Q & A session with cardiovascular physiologists DeWayne Townsend (DVM, Ph.D.) and Adam Goodwill (Ph.D.), plus ADInstruments support specialists on frequently asked questions about cardiac pressure-volume (PV) loop studies.
Please note, the following questions were asked during our webinar on Cardiac PV Loop Data Analysis: Tips and Tricks. See here to watch the webinar on-demand.
Q & A session overview:
- Positioning the catheter in the ventricle
- Apical vs. carotid approach
- Catheter function and calibration
- Fluid management
- Animal ventilation
- Inferior vena cava occlusions (IVCO) and abdominal compressions
- Experimental validity
- PV loop parameters (load-dependent and load-independent)
- Right ventricular PV loop measurements
- Measuring PV loops in ex-vivo heart preparations
- Alternative techniques to PV catheters
- Additional resources
Is there a preferred anesthetic to use for PV loop measurements? As several anesthetics can depress CV function.

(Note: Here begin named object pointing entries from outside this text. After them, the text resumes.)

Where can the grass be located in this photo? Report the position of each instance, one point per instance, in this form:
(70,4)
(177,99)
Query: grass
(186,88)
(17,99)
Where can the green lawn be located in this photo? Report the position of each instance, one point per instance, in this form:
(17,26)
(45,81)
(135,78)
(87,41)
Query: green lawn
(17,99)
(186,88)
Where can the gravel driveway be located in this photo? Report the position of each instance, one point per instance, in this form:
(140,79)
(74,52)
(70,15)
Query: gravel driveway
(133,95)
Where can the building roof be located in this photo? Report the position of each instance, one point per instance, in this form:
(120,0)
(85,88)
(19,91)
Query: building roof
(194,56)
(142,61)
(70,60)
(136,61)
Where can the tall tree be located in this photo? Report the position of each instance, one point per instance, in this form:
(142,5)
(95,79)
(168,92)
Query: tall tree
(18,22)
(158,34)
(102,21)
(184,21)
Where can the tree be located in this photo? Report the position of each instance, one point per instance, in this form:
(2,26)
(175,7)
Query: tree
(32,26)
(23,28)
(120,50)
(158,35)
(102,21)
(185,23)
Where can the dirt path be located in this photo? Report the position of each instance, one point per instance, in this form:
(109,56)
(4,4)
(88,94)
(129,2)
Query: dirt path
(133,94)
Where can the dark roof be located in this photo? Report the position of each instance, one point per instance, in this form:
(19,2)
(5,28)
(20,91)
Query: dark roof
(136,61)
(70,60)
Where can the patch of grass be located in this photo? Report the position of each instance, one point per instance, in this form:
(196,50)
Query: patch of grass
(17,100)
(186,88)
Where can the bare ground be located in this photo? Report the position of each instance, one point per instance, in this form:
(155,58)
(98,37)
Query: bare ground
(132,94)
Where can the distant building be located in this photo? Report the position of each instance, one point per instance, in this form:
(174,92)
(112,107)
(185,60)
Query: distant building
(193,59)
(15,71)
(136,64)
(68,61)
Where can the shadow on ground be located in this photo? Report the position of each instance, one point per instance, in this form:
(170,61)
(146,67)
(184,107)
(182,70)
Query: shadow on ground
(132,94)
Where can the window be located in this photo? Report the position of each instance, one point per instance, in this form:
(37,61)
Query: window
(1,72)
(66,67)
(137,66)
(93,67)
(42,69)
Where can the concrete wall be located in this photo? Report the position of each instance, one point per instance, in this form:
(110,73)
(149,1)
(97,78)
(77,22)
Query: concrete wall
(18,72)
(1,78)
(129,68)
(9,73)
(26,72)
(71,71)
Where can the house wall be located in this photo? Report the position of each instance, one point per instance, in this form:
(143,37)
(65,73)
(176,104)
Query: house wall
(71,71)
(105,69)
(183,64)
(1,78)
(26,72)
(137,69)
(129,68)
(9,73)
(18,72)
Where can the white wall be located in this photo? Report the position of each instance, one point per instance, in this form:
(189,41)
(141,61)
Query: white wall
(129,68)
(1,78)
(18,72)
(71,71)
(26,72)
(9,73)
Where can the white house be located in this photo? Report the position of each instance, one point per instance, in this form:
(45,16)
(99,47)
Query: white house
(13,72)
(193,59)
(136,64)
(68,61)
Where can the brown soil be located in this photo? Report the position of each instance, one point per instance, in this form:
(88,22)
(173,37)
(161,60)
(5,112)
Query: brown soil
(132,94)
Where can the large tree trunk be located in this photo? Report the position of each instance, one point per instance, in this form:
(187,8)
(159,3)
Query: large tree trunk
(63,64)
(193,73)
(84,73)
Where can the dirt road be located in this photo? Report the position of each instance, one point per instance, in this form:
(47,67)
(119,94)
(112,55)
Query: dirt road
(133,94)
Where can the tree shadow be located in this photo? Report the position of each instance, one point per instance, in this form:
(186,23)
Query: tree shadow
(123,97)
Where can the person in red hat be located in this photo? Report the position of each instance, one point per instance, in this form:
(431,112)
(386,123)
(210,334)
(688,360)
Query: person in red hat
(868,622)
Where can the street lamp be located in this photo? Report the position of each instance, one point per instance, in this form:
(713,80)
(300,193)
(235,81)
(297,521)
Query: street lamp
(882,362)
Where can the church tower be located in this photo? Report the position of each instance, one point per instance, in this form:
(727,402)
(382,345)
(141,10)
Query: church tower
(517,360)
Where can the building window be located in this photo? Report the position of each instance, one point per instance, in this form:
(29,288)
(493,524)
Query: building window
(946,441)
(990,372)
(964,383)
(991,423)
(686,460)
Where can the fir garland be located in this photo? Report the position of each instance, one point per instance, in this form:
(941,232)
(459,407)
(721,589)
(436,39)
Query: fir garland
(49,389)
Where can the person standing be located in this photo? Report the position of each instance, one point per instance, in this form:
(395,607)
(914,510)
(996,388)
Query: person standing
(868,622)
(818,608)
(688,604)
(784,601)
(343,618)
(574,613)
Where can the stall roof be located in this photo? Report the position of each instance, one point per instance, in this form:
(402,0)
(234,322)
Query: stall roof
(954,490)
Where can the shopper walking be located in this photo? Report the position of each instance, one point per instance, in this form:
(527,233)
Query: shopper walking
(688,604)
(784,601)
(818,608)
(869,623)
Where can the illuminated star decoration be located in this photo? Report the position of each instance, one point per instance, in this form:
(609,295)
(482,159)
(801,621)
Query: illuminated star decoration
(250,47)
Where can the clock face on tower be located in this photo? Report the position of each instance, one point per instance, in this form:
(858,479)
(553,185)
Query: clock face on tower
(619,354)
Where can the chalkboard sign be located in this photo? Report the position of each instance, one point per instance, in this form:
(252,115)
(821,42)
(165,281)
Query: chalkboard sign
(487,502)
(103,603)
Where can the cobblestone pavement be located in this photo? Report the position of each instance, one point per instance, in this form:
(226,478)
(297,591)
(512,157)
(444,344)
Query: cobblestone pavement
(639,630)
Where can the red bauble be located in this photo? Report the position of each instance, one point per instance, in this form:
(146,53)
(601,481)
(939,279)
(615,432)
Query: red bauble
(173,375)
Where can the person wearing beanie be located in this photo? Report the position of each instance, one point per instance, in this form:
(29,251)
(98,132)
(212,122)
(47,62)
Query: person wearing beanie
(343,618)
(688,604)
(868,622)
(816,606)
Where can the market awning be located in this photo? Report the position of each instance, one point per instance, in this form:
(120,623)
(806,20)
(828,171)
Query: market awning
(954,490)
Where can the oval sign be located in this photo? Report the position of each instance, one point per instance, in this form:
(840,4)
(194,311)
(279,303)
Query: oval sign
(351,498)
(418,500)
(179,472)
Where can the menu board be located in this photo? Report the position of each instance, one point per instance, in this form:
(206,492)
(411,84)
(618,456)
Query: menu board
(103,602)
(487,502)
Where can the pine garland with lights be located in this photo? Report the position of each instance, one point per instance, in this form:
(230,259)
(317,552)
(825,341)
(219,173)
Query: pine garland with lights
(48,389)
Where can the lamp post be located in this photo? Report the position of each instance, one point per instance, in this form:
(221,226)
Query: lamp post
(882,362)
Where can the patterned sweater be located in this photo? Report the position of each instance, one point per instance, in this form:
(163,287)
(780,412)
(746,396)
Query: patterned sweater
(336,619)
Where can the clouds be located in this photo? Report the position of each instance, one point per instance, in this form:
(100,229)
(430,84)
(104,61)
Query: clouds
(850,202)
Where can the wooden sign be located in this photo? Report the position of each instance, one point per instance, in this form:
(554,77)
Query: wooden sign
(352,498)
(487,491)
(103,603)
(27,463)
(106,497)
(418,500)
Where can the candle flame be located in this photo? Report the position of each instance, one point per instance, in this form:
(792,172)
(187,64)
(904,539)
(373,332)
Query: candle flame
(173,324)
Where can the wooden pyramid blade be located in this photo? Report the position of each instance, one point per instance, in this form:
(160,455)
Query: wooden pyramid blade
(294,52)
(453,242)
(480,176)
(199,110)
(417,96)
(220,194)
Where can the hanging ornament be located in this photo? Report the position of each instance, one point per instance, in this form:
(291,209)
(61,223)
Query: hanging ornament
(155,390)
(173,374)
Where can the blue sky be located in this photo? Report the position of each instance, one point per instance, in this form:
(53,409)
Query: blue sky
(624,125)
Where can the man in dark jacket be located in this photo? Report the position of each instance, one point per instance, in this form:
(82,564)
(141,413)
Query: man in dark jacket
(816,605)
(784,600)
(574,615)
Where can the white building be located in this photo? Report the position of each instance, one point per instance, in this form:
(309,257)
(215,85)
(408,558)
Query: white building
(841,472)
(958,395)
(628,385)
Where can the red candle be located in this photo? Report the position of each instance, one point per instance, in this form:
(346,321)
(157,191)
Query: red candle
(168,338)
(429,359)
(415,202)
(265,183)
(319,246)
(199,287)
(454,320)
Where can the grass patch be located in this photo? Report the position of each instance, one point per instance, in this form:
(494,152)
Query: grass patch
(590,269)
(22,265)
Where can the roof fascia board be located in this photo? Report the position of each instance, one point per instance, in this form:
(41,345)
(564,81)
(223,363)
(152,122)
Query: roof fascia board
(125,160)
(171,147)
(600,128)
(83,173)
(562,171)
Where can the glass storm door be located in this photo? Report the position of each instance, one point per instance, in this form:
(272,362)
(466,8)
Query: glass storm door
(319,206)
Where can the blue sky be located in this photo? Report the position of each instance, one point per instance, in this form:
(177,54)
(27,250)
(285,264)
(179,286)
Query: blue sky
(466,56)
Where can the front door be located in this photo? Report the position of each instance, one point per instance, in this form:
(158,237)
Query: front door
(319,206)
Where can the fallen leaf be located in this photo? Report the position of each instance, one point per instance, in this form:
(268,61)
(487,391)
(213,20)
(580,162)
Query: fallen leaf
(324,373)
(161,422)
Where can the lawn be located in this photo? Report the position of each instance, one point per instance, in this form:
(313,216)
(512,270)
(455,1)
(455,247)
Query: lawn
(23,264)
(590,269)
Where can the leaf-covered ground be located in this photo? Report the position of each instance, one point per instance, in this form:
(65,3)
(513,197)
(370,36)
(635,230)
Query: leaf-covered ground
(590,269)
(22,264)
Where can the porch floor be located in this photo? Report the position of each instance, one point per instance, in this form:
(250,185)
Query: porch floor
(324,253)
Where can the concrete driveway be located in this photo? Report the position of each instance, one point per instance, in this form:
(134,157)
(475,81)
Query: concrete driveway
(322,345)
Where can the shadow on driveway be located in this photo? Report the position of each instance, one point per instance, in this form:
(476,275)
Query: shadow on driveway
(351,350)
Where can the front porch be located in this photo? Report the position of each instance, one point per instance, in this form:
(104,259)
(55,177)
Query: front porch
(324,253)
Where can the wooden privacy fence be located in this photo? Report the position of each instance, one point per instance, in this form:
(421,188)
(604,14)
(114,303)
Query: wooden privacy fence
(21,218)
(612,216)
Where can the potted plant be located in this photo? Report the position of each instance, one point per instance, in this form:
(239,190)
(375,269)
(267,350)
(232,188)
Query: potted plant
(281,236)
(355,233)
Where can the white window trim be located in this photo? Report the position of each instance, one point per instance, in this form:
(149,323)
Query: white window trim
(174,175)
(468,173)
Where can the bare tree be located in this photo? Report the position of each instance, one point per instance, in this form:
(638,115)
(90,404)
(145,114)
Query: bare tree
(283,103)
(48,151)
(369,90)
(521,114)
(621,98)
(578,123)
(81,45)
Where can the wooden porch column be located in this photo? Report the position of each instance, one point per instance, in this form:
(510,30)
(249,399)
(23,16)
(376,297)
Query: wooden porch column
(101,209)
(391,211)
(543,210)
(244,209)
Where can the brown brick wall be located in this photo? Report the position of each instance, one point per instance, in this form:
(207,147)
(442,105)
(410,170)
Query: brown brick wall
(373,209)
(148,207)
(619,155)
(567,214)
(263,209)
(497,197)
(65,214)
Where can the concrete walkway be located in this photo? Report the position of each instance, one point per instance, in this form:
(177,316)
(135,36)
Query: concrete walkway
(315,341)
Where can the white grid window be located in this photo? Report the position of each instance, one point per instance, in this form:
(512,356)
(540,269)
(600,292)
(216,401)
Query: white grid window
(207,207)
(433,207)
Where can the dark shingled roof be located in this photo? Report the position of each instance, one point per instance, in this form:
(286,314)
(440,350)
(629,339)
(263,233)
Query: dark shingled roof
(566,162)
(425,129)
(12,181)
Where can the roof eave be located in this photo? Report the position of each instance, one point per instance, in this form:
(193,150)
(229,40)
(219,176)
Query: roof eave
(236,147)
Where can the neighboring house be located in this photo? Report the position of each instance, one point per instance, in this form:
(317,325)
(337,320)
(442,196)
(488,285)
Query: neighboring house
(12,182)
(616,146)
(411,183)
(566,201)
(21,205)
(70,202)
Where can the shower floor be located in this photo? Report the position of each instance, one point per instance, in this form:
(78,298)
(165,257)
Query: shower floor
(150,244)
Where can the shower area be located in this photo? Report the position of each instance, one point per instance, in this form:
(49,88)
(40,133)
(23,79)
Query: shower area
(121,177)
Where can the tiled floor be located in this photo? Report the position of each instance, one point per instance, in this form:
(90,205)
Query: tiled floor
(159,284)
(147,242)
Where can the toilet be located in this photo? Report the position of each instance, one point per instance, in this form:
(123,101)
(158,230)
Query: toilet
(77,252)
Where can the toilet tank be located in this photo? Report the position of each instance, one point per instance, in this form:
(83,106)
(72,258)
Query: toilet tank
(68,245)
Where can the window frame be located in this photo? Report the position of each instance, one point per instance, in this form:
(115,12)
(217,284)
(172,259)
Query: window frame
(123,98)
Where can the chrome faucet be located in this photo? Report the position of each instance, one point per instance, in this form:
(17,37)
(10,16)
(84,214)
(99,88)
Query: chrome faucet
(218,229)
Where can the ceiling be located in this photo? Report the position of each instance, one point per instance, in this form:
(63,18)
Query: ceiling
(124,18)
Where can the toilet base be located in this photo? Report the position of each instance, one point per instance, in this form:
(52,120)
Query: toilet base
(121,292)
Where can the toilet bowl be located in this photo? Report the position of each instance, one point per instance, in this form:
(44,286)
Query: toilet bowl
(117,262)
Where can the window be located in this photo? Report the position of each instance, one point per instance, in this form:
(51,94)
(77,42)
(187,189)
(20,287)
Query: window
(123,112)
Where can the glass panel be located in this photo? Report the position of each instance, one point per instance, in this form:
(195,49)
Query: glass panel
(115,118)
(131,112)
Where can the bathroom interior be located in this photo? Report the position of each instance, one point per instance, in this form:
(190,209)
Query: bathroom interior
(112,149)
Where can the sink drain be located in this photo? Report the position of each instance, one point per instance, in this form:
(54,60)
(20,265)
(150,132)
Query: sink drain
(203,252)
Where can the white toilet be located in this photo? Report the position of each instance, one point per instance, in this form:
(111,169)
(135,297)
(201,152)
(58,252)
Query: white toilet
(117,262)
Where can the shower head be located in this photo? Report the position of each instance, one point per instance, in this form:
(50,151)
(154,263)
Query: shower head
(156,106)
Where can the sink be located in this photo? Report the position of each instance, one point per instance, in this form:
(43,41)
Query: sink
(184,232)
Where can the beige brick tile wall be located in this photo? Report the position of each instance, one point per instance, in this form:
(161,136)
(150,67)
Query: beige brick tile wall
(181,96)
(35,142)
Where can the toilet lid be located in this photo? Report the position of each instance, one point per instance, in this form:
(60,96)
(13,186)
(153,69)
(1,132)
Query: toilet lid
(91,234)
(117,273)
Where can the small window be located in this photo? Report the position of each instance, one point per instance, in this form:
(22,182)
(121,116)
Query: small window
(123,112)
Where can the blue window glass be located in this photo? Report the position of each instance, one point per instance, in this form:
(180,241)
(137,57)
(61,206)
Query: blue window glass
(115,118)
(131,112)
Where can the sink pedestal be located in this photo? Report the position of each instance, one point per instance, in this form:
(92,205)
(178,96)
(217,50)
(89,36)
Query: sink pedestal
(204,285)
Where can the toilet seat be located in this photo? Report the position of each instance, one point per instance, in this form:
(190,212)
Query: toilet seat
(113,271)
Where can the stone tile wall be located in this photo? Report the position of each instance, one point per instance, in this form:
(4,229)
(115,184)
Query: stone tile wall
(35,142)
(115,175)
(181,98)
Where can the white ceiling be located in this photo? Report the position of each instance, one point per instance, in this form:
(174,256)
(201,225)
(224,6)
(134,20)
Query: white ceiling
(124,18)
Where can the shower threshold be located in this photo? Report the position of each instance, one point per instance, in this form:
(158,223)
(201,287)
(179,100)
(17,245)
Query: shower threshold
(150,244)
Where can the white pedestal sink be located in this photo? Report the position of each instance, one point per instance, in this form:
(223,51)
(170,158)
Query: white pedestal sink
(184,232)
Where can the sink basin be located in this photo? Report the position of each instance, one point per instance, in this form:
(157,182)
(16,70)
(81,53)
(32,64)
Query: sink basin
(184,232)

Adam: Historically, our group has used a combination of alpha-chloralose and morphine as this provides a stable plane of anesthesia without significantly depressing CV function. However, for many, inhaled anesthetics are preferable. While you will never be able to fully avoid the CV impact of isoflurane, dosing the animals with a potent analgesic such as buprenorphine prior to the procedure allows you to maintain an appropriate plane of anesthesia at a lower total inhaled gas volume. This minimizes the impact that the anesthetic will have on the preparation.
What is your preferred anesthesia for maintaining stable respiration during an experiment?
Adam: We have always had success with isoflurane.
What are your thoughts on heart rate as a function of anesthesia effect?
DeWayne: Much of the reductions in heart rate induced by anesthesia is secondary to depression of the sympathetic nervous system. Thus, heart rate can be a reasonable measure of cardio-depression. For the mouse resting heart rates >500 bpm are generally expected. However, it is important to note that various genetic models might have alterations in heart rate independent of the anesthesia used.
Do you recommend maintaining a constant temp and anesthesia during the experiment?
DeWayne: Yes! This is absolutely necessary. Changes in body temperature are critical factors defining cardiac functionality. I recommend including body temperature on a monitoring sheet to 1) have a record of this parameter and 2) to remind the user to keep the body temperature around 37°C.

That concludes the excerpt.